This barricade of ignorant assumptions is almost impossible to breach through the use of reason. The important thing to keep in mind is that these ridiculous beliefs were born in emotion, so they have to be dealt with at an emotional level in order to change. Reason is useless against emotional angst.
During the Cold War, liberals and conservatives shared an emotive realm with one another because of the practicality of dealing with a common enemy. When the Cold War ended, the common emotional connection was severed, and the vitriol between the political Left and Right has been escalating ever since.
A Donald Trump victory in November would be an overt declaration that insanity prevails, followed shortly by a nuclear-level fallout of angst when Trump’s voters finally discover that he is egregiously incompetent and has no clue how to put into practice his maniacal agenda to “make America great again.”

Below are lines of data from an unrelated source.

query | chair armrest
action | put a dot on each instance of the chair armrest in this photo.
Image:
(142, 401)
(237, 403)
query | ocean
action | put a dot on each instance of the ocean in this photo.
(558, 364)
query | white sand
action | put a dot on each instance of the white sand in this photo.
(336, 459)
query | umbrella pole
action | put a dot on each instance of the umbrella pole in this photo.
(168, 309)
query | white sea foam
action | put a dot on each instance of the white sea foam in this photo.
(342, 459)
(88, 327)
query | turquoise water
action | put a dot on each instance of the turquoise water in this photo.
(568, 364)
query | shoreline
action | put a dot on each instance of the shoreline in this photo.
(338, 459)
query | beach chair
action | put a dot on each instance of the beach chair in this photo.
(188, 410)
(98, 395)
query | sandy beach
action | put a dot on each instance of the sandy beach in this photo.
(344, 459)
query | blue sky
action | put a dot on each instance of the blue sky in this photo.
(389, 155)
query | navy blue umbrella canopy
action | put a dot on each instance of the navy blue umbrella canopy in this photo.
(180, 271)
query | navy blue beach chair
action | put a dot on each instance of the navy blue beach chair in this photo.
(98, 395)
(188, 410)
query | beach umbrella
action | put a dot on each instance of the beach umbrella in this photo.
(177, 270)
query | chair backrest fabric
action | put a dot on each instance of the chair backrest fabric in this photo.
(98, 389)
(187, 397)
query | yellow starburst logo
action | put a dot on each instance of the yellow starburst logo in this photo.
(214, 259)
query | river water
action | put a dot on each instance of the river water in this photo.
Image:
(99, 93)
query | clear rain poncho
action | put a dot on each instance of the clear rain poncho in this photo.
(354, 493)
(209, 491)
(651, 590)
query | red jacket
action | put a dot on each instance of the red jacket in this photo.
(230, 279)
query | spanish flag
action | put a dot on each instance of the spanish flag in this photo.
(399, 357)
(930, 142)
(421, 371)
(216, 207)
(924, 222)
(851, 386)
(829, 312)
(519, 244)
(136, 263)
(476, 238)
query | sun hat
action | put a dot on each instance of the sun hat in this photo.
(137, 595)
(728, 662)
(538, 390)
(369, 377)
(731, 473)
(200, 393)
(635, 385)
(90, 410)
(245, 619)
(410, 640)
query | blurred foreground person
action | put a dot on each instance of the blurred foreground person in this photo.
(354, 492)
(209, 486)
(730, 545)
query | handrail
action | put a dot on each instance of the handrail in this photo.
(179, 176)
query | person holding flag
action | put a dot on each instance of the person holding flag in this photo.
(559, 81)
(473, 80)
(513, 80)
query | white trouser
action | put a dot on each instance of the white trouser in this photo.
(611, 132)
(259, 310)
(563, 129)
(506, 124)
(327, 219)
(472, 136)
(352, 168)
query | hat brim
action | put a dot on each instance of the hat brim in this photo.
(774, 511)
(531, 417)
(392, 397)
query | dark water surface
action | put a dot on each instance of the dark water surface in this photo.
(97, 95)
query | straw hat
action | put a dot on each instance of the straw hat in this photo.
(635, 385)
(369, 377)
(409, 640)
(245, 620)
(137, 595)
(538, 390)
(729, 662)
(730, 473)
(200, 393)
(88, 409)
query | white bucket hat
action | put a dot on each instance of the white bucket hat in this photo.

A Hillary Clinton victory, which I hope for and expect, is going to result in a misogynistic Fukushima. The big question is the extent and duration of the emotional fallout. Business owners have threated to close their doors if Hillary wins, while white supremacists threaten revolution. How long will it take after the glass ceiling is broken for misogynists to accept the new legitimacy of a woman as president? This is the existential question.
When President Obama was elected, the hope was that racism would subside. Instead there was a backlash. The effect of that election outcome, as the academics explained, was that it actually gave people permission to own their bias. If the same thing happens with misogyny, the question is, for how long and how severe? When will we grow up? Or are we doomed to forever engage in childish tribalism and call it politics?